I spent much of my Labor Day weekend reading the report by Grady’s auditors examining the relationship between Grady and Emory. In a letter to me over a week ago, former Grady trustee Bill Loughrey alerted me to this document, saying that it raised questions about Emory’s record keeping practices and, more significantly, the amount that Grady actually owes Emory.
Emory is Grady’s largest creditor, claiming to be owed $45 million for services provided to the hospital.
First, some background. Under the 1984 agreement between the two institutions, Emory bills Grady for the time its faculty members spend at Grady providing “general supervisory, administrative and teaching services.” Fair enough, except that Emory does not actually keep track of the time spent providing these services. Instead, in a practice that is denounced by the auditors, its faculty physicians record their time at Grady a mere four weeks each year (one week per quarter) and then make a guess at how much time they spend at Grady for the remaining 48 weeks of the year, using the four weeks of recorded time as a guide. Emory then bills Grady for the full 52 weeks of work. Doing the math, that means there is no documentation for 92% of Emory’s bills for supervisory and administrative services.
A couple questions occured to me as I read the report. First, I wondered whether or not this seemingly unusual arrangement was in fact standard practice for teaching hospitals. The auditors answered that question before I could turn the page. It turns out it is not even standard practice at Grady. According to the report, Grady requires Morehouse faculty physicians to provide six times as much documentation as Emory physicians. That is completely backwards. While Emory physicians divide their time between Grady and Emory’s own hospitals, Morehouse doctors practice only at Grady. If the two schools are to be held to different standards, it should Emory that is required to keep more records, not Morehouse.
Second, I wondered whether it was possible that the four weeks of recorded time might in fact give an accurate enough picture of how the doctor spent the other 48 weeks of the year. The auditors answered that question on the very first page of the report, saying that the original scope of the audit had been reduced when Emory refused to allow any “retrospective or historical audit” of these records. If Emory did not want anyone attempting to double check the accuracy of those records, how can they reasonably be relied upon to make guesses about the weeks in which no records were kept?
The auditors repeatedly pointed out that this system of record keeping made it impossible for Grady to monitor the work of Emory’s physicians or even determine whether the work was actually being done. They recommended that the contract be amended to require that Emory increase the frequency of recording and reporting time. They also recommended that Grady conduct “spot checks” to determine whether Emory was accurately completing the time records. In the audit report, Emory agreed to these changes, but argued that a formal amendment to the contract was not necessary. Emory asserted, correctly, that nothing in the contract prevented them from keeping more complete records and promised to do so without amending the contract.

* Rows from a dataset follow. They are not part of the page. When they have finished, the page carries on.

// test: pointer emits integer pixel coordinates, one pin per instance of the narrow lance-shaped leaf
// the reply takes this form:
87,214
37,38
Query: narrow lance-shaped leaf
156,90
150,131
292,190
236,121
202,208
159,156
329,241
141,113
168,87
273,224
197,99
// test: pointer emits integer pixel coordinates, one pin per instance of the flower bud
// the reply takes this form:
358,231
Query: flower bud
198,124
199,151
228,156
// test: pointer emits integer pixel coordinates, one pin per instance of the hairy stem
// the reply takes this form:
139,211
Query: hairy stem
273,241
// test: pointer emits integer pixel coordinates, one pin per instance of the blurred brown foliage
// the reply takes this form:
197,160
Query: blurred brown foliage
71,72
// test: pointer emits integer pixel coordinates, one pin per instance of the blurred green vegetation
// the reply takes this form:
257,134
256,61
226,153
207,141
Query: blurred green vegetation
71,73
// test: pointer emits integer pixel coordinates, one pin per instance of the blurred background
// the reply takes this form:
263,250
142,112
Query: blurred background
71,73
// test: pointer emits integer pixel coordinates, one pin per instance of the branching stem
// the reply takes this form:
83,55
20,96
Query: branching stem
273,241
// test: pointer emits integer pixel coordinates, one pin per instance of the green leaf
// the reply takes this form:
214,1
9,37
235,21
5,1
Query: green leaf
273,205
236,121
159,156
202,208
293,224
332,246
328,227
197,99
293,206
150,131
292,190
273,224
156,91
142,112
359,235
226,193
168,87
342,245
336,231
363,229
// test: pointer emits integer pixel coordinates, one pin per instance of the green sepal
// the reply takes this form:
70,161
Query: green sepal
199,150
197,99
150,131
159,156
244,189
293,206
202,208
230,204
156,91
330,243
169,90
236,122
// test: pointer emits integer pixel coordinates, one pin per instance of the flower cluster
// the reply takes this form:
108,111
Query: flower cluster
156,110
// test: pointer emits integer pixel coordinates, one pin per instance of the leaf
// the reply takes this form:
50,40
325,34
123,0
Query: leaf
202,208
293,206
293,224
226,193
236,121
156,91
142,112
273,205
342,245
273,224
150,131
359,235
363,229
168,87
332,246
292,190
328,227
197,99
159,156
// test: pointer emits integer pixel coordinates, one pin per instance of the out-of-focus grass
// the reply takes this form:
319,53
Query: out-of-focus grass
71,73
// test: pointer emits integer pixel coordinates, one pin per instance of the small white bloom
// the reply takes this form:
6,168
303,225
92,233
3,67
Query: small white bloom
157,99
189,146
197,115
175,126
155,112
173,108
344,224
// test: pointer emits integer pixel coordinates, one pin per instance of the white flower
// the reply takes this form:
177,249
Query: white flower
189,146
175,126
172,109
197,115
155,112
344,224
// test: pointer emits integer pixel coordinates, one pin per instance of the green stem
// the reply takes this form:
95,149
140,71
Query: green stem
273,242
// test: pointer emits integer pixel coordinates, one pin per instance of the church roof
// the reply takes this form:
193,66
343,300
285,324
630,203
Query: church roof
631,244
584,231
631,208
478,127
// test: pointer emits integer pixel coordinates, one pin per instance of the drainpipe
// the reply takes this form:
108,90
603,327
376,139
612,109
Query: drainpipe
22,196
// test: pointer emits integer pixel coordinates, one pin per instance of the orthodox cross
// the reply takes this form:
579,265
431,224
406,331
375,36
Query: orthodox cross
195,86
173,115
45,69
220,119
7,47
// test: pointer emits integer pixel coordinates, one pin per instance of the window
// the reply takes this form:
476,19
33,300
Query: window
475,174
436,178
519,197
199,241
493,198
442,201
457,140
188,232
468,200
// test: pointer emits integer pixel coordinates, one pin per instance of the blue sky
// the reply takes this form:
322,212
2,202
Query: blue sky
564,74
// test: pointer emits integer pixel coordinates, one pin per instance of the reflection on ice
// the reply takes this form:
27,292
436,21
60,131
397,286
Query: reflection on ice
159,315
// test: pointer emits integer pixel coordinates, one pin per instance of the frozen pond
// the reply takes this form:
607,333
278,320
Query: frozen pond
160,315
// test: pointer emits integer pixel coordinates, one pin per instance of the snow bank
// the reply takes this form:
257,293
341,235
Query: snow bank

This never happened. Almost three years later, Emory’s physicians continue to keep track of their time at Grady only one self-selected week per quarter. In a press release issued last week, Emory proudly declared that the institution remains in compliance with the contract — something that is true only in the tortured sense that Emory persuaded Grady not to change the contract by making and then breaking a promise to voluntarily improve its record keeping.
The accuracy of Emory’s billings was only part of the motivation for Grady ordering the audit. The other was liability. Under the 1984 contract, Grady assumed all liability for malpractice by Emory’s physicians at the hospital. Because Grady is a public hospital that enjoyed a degree of “sovereign immunity” when the contract was signed, this was not initially a costly undertaking. It simply worked to extend the benefits of immunity to Emory’s physicians when they were working at Grady. But a 1994 Supreme Court decision significantly eroded that immunity, and Grady found itself paying millions of dollars each year defending and settling lawsuits for alleged malpractice. According to the report, faced with these mounting bills, the Grady trustees felt it important that they make sure Emory’s physicians were actually at Grady, giving proper supervision and preventing financially costly mistakes.
The report raises troubling questions, but far more disturbing has been Grady’s and Emory’s response to it. As best I can tell, no one has even looked at the document in the last two-and-half years. In the AJC article describing the report, one Grady trustee was quoted as saying he never heard of the audit and was not aware of any concern about Emory’s record keeping.
Both Grady and Emory are important insitutions, important to Atlanta, to the region and the state. But their importance does not excuse sloppy business practices or justify a refusal to be held accountable, especially where public funds are concerned.